Update: having now thought more deeply about this, I no longer endorse my above comment.
While I think the reasoning was right, I got the definitions exactly backwards. To be clear, what I would now claim is:
The behavioral objective is the thing the agent is revealed to be pursuing under arbitrary distributional shifts.
The mesa-objective is something the agent is revealed to be pursuing under some subset of possible distributional shifts.
Everything in the above comment then still goes through, except with these definitions reversed.
On the one hand, the “perfect IRL” definition of the behavioral objective seems more naturally consistent with the omnipotent experimenter setting in the IRL unidentifiability paper cited downthread. As far as I know, perfect IRL isn’t defined anywhere other than by reference to this reward modelling paper, which introduces the term but doesn’t define it either. But the omnipotent experimenter setting seems to capture all the properties implied by perfect IRL, and does so precisely enough that one can use it to make rigorous statements about the behavioral objective of a system in various contexts.
On the other hand, it’s actually perfectly possible for a mesa-optimizer to have a mesa-objective that is inconsistent with its own actions under some subset of conditions (the key conceptual error I was making was in thinking this was not possible). For example, a human being is a mesa-optimizer from the point of view of evolution. A human being may have something like “maximize happiness” as their mesa-objective. And a human being may, and frequently does, do things that do not maximize for their happiness.
A few consequences of the above:
Under an “omnipotent experimenter” definition, the behavioral objective (and not the mesa-objective) is a reliable invariant of the agent.
It’s entirely possible for the behavioral objective to be overdetermined in certain situations. i.e., if we run every possible experiment on an agent, we may find that the only reward / utility function consistent with its behavior across all those experiments is the trivial utility function that’s constant across all states.
If the behavioral objective of a system is overdetermined, that might mean the system never pursues anything coherently. But it might also mean that there exist subsets of distributions on which the system pursues an objective very coherently, but that different distributions induce different coherent objectives.
The natural way to use the mesa-objective concept is to attach it to one of these subsets of distributions on which we hypothesize our system is pursuing a goal coherently. If we apply a restricted version of the omnipotent experimenter definition — that is, run every experiment on our agent that’s consistent with the subset of distributions we’re conditioning on — then we will in general recover a set of mesa-objective candidates consistent with the system’s actions on that subset.
It is strictly incorrect to refer to “the” mesa-objective of any agent or optimizer. Any reference to a mesa-objective has to be conditioned on the subset of distributions it applies on, otherwise it’s underdetermined. (I believe Jack refers to this as a “perturbation set” downthread.)
This seems like it puts these definitions on a more rigorous footing.
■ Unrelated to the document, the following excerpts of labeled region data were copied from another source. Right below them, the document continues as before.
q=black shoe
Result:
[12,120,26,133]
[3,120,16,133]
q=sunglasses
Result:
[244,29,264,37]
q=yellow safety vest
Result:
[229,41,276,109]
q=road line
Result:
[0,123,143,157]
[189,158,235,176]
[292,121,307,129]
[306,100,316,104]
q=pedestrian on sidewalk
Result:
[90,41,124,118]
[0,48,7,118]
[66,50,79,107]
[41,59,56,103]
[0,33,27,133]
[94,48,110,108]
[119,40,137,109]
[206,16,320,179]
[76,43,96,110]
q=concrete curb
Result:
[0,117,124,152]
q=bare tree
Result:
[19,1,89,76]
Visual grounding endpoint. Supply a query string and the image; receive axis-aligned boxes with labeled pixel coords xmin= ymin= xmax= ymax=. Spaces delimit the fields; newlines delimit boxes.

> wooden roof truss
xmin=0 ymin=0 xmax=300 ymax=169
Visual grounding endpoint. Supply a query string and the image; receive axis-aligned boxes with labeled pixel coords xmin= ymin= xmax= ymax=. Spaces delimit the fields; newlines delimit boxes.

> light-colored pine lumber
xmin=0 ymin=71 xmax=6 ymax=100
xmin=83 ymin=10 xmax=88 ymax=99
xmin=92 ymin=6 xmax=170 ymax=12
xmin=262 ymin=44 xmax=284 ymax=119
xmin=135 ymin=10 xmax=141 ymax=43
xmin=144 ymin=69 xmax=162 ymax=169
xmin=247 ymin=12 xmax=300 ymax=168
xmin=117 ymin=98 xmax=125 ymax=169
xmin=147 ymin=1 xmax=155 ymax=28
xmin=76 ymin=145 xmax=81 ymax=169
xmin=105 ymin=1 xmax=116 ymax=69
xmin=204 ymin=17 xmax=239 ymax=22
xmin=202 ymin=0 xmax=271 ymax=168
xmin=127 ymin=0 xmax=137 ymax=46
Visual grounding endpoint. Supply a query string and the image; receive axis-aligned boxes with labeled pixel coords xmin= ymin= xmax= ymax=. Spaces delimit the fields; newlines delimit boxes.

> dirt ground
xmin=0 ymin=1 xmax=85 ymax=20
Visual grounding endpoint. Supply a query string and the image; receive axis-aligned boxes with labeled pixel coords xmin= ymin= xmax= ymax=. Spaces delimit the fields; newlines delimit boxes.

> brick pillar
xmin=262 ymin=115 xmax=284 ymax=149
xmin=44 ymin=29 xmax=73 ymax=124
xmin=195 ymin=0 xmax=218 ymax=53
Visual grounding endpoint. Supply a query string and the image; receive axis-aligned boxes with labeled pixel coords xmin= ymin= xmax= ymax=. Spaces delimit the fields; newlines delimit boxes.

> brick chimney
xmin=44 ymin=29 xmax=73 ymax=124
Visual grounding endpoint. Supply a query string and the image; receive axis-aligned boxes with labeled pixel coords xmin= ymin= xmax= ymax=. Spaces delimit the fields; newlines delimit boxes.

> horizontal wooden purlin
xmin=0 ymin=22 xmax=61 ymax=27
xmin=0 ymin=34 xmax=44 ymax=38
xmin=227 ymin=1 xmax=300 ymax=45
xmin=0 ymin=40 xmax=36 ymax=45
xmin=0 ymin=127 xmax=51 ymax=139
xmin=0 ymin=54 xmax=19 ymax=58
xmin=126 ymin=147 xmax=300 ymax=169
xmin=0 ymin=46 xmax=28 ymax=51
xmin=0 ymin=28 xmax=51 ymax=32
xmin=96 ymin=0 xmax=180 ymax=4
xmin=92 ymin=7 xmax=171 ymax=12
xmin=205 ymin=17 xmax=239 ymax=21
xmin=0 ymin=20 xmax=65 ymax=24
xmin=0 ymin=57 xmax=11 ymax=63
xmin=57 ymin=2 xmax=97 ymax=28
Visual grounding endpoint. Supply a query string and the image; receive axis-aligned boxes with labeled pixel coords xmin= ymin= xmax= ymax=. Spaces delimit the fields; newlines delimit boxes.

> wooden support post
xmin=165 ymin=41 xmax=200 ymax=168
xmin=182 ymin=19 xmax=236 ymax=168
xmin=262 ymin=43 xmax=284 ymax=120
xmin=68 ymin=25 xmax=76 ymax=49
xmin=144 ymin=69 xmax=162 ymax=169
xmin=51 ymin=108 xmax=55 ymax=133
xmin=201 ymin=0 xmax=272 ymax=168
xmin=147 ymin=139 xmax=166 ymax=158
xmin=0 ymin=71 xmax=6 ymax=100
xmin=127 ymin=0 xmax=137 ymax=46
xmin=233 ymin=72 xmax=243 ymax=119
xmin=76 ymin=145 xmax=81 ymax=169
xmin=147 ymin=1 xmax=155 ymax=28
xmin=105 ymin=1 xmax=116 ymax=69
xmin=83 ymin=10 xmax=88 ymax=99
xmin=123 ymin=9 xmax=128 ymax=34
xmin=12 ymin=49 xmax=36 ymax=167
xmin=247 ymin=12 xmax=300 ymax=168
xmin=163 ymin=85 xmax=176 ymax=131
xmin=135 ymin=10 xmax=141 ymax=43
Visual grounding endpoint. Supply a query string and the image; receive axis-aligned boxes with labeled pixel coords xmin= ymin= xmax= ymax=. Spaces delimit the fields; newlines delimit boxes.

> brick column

It also starts to clarify in my mind the connection with the “generalization-focused approach” to inner alignment, since it suggests a procedure one might use in principle to find out whether a system is pursuing coherent utilities on some subset of distributions. (“When we do every experiment allowed by this subset of distributions, do we recover a nontrivial utility function or not?”)
Would definitely be interested in getting feedback on these thoughts!